In other government news, Russia’s Fancy Bear hackers appear to have been behind a hack of a US federal agency that the government recently announced. It’s not clear which agency, though, or what data they grabbed. And we took a look at a quirk in Georgia law that could push the Senate election results into 2021. And we took a closer look at the election threats that US intelligence officials are actually worried about.

Hackers managed to break into Facebook accounts and steal $4 million dollars that they spent on ads. Researchers figured out how to put ransomware on a coffee maker. And a ransomware attack hobbled a major US hospital chain.

Finally, we ticked through all of the new privacy and security settings in Android 11 that are worth checking out right now.

And there’s more! Every Saturday we round up the security and privacy stories that we didn’t break or report on in depth but think you should know about. Click on the headlines to read them, and stay safe out there.

The US Treasury Department has sanctioned multiple alleged ransomware hackers in recent years, most notably the Russian sports car fanatics behind the aptly named Evil Corp.
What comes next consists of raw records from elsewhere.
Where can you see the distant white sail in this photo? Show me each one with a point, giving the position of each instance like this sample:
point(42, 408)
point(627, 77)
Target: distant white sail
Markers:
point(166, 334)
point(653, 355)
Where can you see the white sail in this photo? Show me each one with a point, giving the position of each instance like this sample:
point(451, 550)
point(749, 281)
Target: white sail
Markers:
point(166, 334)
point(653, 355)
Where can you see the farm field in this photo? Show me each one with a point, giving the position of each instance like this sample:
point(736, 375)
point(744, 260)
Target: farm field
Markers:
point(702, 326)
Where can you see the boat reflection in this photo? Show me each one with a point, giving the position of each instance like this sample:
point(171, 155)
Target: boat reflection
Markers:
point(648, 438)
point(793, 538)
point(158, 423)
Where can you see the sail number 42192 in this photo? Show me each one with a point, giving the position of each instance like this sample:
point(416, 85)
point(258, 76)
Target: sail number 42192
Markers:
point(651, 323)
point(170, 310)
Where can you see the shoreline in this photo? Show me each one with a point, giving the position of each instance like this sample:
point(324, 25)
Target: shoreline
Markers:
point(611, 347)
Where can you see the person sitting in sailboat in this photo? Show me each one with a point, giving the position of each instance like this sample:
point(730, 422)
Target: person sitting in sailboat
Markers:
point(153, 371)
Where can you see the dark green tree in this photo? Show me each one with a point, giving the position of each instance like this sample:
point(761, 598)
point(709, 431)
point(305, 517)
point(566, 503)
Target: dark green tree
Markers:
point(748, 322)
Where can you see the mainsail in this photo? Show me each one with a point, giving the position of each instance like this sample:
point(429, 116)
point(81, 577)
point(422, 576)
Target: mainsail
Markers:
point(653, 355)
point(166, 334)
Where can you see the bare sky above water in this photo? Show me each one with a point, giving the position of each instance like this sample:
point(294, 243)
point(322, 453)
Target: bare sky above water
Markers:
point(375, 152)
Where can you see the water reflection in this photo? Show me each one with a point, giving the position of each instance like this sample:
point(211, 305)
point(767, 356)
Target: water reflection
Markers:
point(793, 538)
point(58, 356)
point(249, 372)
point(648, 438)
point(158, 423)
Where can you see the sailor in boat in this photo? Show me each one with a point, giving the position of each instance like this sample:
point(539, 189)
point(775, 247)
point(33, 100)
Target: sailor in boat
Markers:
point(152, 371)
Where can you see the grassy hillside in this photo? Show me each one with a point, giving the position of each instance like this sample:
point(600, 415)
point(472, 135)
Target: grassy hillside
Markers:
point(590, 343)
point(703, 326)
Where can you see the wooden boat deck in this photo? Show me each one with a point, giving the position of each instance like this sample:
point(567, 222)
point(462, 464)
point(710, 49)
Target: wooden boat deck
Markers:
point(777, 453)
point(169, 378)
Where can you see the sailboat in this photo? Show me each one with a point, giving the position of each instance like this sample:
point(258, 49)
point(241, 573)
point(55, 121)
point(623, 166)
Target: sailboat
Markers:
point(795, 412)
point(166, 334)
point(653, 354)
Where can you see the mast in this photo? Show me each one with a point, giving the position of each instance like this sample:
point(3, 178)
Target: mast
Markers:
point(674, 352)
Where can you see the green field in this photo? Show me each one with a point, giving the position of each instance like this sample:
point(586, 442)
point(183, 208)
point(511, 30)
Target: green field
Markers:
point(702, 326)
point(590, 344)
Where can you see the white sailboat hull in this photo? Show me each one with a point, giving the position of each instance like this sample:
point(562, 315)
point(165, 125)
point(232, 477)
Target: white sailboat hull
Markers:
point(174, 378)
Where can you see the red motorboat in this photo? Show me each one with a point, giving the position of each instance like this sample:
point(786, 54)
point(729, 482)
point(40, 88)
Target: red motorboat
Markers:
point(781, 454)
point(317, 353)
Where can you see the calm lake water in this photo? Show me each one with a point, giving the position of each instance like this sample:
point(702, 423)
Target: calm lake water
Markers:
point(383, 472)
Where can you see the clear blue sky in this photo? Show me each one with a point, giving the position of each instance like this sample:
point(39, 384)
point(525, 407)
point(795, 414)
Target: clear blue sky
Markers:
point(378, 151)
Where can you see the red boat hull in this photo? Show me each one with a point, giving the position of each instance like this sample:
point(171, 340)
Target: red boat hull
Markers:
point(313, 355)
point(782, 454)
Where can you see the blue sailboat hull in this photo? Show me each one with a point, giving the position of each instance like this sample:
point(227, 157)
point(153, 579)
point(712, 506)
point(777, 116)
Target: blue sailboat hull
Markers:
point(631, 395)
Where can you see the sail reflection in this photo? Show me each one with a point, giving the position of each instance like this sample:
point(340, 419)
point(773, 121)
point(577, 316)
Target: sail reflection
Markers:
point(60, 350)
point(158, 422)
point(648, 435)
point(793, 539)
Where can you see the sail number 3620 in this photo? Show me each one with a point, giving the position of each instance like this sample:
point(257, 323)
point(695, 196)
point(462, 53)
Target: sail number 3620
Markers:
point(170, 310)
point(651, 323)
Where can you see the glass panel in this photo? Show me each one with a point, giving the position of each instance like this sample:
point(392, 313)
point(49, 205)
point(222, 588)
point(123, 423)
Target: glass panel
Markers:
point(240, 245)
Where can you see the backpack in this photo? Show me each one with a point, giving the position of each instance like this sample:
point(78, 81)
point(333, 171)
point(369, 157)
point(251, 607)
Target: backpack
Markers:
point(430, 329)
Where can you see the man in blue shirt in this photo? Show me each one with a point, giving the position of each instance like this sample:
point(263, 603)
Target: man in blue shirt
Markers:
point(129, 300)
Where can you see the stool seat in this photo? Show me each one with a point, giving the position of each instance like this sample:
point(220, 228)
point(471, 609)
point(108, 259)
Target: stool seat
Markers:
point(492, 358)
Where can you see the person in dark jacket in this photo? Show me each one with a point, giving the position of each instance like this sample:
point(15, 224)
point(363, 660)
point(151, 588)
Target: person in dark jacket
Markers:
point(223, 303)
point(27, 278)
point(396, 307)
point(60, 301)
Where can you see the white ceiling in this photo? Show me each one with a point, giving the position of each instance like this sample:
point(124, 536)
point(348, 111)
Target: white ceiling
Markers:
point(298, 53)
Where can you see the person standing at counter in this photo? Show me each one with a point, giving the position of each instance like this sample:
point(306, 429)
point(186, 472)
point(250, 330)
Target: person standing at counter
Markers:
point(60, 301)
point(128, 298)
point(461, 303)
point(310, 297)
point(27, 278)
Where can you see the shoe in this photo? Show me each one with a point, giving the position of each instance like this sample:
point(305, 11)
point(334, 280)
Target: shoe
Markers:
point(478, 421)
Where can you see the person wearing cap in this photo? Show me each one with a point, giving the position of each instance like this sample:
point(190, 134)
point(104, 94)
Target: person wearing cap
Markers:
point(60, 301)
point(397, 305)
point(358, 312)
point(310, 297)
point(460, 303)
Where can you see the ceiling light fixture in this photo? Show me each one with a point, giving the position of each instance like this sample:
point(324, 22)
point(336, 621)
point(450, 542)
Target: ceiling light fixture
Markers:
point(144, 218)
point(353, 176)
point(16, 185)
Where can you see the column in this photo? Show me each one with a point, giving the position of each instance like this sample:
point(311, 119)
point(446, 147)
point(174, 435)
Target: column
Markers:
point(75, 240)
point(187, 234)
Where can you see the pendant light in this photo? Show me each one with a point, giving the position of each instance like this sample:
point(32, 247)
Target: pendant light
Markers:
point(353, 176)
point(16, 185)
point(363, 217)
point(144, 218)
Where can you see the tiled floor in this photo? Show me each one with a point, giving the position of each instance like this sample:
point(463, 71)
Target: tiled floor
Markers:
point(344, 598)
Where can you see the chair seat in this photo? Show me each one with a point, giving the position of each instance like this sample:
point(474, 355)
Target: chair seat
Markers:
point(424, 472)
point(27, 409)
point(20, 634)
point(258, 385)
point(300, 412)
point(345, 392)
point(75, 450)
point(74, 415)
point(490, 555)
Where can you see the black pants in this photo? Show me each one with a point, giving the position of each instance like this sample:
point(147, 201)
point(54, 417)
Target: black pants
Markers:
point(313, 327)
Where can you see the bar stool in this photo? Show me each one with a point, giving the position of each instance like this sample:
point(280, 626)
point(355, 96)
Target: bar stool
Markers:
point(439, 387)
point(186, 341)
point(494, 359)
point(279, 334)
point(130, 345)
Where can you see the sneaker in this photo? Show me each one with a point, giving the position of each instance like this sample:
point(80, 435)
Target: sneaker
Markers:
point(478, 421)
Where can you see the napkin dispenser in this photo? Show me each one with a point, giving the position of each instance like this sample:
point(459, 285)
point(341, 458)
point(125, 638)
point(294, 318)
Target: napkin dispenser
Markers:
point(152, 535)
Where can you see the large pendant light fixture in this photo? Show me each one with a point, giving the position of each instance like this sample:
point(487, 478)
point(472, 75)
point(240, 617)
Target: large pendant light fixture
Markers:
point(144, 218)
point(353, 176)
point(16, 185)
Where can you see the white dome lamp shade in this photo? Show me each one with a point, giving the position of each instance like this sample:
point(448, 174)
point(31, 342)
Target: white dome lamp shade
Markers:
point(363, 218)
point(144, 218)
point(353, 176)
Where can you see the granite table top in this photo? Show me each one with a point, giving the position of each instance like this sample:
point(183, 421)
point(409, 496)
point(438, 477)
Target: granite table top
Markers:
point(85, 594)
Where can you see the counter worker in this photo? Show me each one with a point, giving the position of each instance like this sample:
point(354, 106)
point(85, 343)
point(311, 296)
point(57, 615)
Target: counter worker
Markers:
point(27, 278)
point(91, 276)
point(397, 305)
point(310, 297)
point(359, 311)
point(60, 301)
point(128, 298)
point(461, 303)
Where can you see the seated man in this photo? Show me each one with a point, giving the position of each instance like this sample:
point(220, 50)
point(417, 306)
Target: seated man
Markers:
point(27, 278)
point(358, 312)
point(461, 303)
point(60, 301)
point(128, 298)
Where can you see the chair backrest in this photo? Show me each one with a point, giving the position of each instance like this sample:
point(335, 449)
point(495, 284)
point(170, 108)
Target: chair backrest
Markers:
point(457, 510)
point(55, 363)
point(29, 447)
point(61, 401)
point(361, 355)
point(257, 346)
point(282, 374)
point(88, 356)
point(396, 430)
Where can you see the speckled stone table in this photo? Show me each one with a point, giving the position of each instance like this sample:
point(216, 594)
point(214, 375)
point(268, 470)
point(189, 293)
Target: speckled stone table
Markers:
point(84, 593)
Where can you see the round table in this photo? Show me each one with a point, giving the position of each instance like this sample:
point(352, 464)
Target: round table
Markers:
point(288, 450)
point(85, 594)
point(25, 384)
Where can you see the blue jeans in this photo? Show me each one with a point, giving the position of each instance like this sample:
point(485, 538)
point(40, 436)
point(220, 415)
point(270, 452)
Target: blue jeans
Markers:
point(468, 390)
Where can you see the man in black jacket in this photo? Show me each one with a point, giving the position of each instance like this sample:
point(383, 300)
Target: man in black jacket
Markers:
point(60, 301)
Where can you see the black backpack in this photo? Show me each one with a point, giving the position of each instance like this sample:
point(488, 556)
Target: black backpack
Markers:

This week, it made clear to US companies that paying millions of dollars of ransoms to those groups, which also include various North Korean and Iranian actors, will invite hefty fines from the federal government. That puts companies like Garmin, an Evil Corp victim this summer, in a bit of a bind. If they don’t pay up, they may not be able to recover their systems, or the hackers might leak their sensitive customer data. If they do, even through a third-party mediator, they could find themselves in deep trouble stateside.

Account takeover bugs are never ideal, but they’re especially troubling when they’re found in a dating app like Grindr. Adding to the concern is that it was a relatively trivial bug to exploit; Grindr’s password reset page leaked password reset tokens, which would ultimately have made it pretty simple for an attacker to break into any account they knew the associated email address for. Grindr has since patched the bug.

Joker malware is a family of tainted apps that sign you up for pricey subscriptions and can snoop on your texts and contact lists. It’s not a new threat; it’s been around for at least four years. Which is why it’s maybe all the more surprising that it still haunts Android to this day, sneaking into apps that have have been downloaded from the Google Play Store hundreds of thousands of times in the last few months alone. One reason they’re able to get past Android’s defenses: The malicious code is only added hours or days after you download the app, so it can go through Google’s initial scans clean.

OK, well, it’s no Threat Level Midnight. But the FBI has made a short film of its very own, for some reason. The Nevernight Connection is a fictionalized account of former CIA officer Kevin Mallory, who in 2019 was sentenced to 20 years in prison for spying on behalf of the Chinese government. It offers a valuable lesson in the consequences of both espionage and modest production values.